As I reflect upon 2008 and continue to look ahead to 2009 I have begun reading "A New Kind of Christian" by Brian McLaren and it is a veritable ray of sunshine in my darkness at the moment.
I have been out of church now for 9 months and am feeling ready, in early 2009, to begin steps towards beginning a house church. As I have pondered my journey which mirrors that of Dan Poole in the book I realize that one of the sticking points is the pseudo-priestly role of evangelical pastors in the eyes of some church members.
What I mean is that in the Catholic system the priest is called "Father" and you come to church to receive a word from the priest who is God's representative and voice. The priest gives communion as the agent who is able to offer the sacrament and is also able to dispense forgiveness. This is a very terse generalization but my concern is that the evangelical pastor often feels a subtle pressure to be right or more right than the church with which we don't agree. The church member turns up on a Sunday to sing some songs, feel good and then hear what advice and information the pastor can mediate from the pulpit. It is very much a priestly role and one with which I am not comfortable.
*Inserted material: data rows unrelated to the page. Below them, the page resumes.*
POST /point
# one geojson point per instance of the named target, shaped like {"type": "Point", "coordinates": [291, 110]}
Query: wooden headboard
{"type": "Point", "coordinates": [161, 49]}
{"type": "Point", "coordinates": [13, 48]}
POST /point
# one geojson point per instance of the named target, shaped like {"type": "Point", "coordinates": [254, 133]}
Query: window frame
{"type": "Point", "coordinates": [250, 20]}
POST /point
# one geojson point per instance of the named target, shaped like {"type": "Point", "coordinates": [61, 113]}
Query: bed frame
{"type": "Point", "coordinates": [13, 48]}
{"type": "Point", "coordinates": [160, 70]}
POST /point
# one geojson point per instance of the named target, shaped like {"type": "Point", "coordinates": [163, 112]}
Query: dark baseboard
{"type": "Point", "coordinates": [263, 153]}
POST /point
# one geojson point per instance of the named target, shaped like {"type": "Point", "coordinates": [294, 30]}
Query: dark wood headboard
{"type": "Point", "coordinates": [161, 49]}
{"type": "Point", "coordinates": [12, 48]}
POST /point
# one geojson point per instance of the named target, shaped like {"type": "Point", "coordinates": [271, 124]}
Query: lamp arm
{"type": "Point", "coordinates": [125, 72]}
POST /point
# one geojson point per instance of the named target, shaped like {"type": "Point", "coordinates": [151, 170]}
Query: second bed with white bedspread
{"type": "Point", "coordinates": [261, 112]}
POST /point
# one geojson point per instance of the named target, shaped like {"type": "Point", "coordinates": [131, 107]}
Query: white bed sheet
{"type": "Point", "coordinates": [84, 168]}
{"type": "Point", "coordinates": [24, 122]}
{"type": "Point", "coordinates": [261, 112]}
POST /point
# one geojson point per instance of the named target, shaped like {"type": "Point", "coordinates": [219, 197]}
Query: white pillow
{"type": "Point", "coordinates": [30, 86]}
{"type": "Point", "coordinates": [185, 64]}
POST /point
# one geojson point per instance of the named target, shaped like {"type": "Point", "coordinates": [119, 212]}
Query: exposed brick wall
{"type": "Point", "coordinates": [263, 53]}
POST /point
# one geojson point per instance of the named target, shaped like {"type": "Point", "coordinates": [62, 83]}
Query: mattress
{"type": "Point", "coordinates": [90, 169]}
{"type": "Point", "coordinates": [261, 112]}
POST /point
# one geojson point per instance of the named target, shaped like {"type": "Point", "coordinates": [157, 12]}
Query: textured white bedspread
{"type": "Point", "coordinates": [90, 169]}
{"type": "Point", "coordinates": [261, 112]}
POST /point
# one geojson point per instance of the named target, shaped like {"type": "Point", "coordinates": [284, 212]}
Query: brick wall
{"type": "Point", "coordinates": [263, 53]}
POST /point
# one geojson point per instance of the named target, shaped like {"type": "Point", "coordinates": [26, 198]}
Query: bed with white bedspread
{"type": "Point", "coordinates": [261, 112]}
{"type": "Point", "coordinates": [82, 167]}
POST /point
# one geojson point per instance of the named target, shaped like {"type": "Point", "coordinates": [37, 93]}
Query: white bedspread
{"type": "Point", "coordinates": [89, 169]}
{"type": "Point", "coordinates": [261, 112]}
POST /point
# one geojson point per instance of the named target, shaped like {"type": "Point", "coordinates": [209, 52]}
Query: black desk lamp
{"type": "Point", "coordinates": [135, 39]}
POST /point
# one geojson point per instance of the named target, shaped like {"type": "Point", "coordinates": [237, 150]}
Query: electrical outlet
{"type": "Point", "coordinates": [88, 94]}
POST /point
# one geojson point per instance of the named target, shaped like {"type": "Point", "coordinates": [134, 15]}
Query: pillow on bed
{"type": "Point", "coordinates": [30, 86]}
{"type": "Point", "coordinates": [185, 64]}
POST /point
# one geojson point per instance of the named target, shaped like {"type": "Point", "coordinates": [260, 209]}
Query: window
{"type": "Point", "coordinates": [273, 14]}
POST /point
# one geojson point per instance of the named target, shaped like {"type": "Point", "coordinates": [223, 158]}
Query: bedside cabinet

I recall my previous preaching engagements which were very well received but I found it frustrating trying to offer challenges and exhortations for people to make a difference in the Monday-Saturday part of life. Many people didn't seem to want to be challenged; they simply wanted to hear me offer a well-presented message that made them feel better about themselves and the next stop was morning tea and catching up with one's friends. I remember many a time when I would sit by myself at the end of the sermon despondent that people didn't seem to be too challenged or touched even though I had put all my heart into my exhortation. Yes, some people responded but the majority of people seemed to have a medium-level expectation which they weren't prepared to give up.
I don't want to be righter than the next man or more loved by Jesus; I just want to explore my own journey of faith and, as a pastor, I want to listen, share, dialogue and encourage others with their journeys of faith.
This is a ramble and a distillation of my thoughts. Any ideas?